Thursday, May 3, 2012

WW2 - the massacre of Polish Army Officers- Nazis blamed the Soviets - Soviets blamed the Nazis - how can we know the truth about what happened?



http://timelines.com/1940/4/3/katyn-forest-massacre

On April 13, 1943, the Germans announced that mass graves had been discovered in the Katyn Forest, in their area of occupation, containing the bodies of thousands of Polish officers who had been shot in the back of the head. The Germans charged the Soviet authorities with the murder and appointed a multinational medical commission to probe the matter. In May 1943, the commission reported that the graves contained the bodies of 4,143 officers, of whom 2,914 were identified by documents in their uniforms. It was the commission’s opinion that the men had been shot to death in the spring of 1940. The Soviet authorities flatly rejected the accusations of the German-appointed commission, arguing that the Germans themselves had committed the deed when they had occupied the area in July 1941.
During April-May 1940, the Polish prisoners were moved from their internment camps and taken to three execution sites.
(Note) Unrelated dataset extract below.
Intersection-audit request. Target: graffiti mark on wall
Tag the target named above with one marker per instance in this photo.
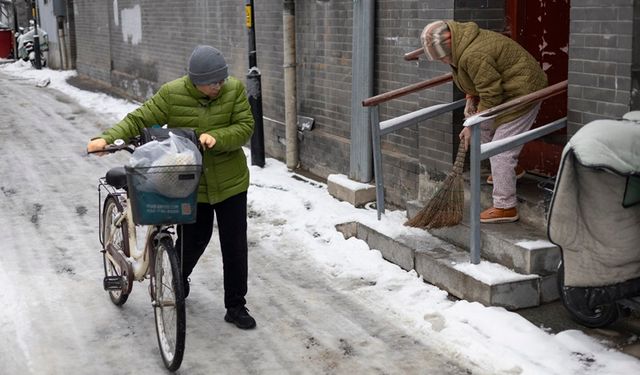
(131, 24)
The place most identified with the Soviet atrocity is Katyn Forest, located 12 miles west of Smolensk, Russia. For years historians assumed that the grounds of an NKVD rest and recreation facility were both an execution and burial site for nearly a fifth of the unfortunate Poles who found themselves in Soviet captivity. Post-Cold War revelations, however, suggest that the victims were shot in the basement of the NKVD headquarters in Smolensk and at an abattoir in the same city, although some may have been executed at a site in the forest itself. In any event, the Katyn Forest is--and will probably long remain--the main symbol of the atrocity, even if it was not the actual killing field.
The Katyn Forest massacre was a criminal act of historic proportions and enduring political implications. When Nazi occupation forces in April 1943 announced the discovery of several mass graves, propaganda minister Josef Goebbels hoped that international revulsion over the Soviet atrocity would drive a wedge into the Big Three coalition and buy Germany a breathing space, if not a victory, in its war against Russia. (A headline in the May 1943 Newsweek read: "Poles vs. Reds: Allied Unity Put to Test Over Officer Dead.") But Goebbels miscalculated. Despite overwhelming evidence of Soviet responsibility, Moscow blamed the Germans, and for the rest of the war Washington and London officially accepted the Soviet countercharge. When the Polish government-in-exile in London demanded an international inquiry, Stalin used this as a pretext to break relations. The Western allies objected but eventually acquiesced. Soon thereafter, the Soviet dictator assembled a group of Polish Communists that returned to Poland with the Red Army in 1944 and formed the nucleus of the postwar government, under the control of Moscow.